Industry & Resources

The National Yogurt Association (NYA) is the national non-profit trade organization representing the manufacturers and marketers of live and active culture yogurt products as well as suppliers to the yogurt industry. Its purpose is to sponsor health and medical research for yogurt with live and active cultures and serve as an information source to the trade and the general public.

National Yogurt Association Seal Program Introduction

Currently there is significant consumer confusion about which dairy products, both refrigerated and frozen, contain live and active cultures. There also is confusion about levels of live and active cultures in various products. The NYA Seal Program is designed to alleviate this confusion. It will enable consumers to clearly identify yogurt products that contain significant amounts of live and active cultures, helping them to differentiate readily these products from other products which do not contain such cultures.
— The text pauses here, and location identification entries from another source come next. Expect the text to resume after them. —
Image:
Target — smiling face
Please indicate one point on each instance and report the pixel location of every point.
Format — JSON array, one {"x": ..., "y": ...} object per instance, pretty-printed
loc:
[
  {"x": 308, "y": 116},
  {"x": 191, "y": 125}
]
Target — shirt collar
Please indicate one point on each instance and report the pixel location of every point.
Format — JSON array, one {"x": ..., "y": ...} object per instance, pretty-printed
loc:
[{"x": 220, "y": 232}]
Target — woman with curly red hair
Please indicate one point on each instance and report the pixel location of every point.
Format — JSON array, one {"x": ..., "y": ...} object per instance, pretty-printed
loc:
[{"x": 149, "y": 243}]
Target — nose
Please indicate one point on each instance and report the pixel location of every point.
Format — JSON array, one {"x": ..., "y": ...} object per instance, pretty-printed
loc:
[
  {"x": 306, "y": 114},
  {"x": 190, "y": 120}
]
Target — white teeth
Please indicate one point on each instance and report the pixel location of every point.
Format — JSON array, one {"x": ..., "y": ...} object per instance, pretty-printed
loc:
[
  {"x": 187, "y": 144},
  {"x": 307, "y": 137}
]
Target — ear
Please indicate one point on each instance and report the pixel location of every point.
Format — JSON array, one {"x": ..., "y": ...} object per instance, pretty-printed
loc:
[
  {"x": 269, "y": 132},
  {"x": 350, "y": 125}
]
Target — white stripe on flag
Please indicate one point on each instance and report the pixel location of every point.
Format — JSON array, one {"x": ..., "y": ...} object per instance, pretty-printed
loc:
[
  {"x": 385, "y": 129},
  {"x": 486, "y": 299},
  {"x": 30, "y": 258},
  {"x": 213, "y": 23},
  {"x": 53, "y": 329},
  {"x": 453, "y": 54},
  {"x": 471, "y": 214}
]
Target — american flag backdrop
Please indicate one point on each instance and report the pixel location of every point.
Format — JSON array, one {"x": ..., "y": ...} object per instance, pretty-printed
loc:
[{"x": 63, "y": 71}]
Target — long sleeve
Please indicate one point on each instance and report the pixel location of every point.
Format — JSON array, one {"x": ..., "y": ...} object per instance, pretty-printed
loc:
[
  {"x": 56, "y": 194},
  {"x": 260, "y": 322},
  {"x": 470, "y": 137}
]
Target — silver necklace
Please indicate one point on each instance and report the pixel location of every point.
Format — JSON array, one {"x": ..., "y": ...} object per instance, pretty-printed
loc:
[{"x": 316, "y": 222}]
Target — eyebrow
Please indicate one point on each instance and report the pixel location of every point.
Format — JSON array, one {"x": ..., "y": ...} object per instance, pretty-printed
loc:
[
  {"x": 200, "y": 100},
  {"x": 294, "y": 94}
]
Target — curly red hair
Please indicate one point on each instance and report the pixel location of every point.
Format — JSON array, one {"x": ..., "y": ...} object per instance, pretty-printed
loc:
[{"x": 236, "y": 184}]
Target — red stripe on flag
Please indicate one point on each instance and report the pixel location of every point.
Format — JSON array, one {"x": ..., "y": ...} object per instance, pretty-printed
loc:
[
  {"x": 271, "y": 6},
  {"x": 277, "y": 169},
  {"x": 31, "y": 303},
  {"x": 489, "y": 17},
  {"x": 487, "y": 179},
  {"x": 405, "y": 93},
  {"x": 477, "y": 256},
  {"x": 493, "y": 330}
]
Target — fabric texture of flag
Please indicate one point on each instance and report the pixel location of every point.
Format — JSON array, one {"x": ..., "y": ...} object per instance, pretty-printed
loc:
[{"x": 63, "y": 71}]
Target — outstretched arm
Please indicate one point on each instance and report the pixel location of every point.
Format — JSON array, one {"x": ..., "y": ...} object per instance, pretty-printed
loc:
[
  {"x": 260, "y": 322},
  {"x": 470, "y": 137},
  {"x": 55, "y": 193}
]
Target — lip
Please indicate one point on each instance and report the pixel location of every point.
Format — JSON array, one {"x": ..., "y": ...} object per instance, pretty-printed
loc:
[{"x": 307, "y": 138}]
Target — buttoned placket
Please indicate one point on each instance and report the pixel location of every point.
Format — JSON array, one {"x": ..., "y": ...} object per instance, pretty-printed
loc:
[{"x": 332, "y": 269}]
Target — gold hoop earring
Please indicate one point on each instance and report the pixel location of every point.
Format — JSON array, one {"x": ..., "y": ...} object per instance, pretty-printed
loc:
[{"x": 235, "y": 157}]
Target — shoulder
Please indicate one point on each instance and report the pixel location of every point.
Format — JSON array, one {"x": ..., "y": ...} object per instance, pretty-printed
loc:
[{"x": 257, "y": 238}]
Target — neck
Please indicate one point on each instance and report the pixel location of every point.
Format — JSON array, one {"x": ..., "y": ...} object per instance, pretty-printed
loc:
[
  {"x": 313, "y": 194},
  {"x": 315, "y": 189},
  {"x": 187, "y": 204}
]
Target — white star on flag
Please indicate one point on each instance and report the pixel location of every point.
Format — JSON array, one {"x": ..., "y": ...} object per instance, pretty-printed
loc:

The NYA Seal is available to qualified producers of live and active culture refrigerated and frozen yogurt for use on product labels and in advertising and promotional materials.

It is anticipated that if proper distribution practices and handling instructions are followed, the total organisms in both refrigerated cup and frozen live and active culture yogurt at the time of consumption will be at least 107 CFU per gram.

NYA is the national trade association representing manufacturers of live and active culture yogurt products and the suppliers to the industry. NYA is dedicated to one overall goal — increasing the per capita consumption of live and active culture yogurt in the United States. NYA is bringing the message of the value of live and active culture yogurt to American consumers.

Live and Active Cultures

*Meets National Yogurt Association Criteria for Live & Active Culture Yogurt

Health Update

Few foods help meet your nutritional needs at every stage of life better than live and active culture yogurt. And because it comes in so many flavors and varieties, yogurt appeals to every member of the family. Keep yogurt stocked in your refrigerator for a nutritious snack or meal, any time, every day.

Yogurt is a nutrient-dense food that meets a wide variety of nutritional needs at every stage of life. Like most dairy products, yogurt is a good source of protein – an average 8-ounce serving contains between 8 and 10 grams of protein, or 16 to 20 percent of the Daily Recommended Value (DRV). In fact, after culturing, the amount of protein in yogurt often exceeds that of fluid milk. Yogurt is also an excellent source of calcium. Some yogurts contain up to 35 percent of the Recommended Daily Intake (RDI) for calcium. Most standard serving sizes of yogurt contain slightly more calcium than do equivalent servings of milk. Yogurt is low in fat and high in certain minerals and essential vitamins, including riboflavin B2, Vitamin B12, phosphorous and potassium. It’s available in a variety of fat levels, from nonfat and lowfat to yogurt made with whole milk, and also comes in a “light” or reduced calorie form.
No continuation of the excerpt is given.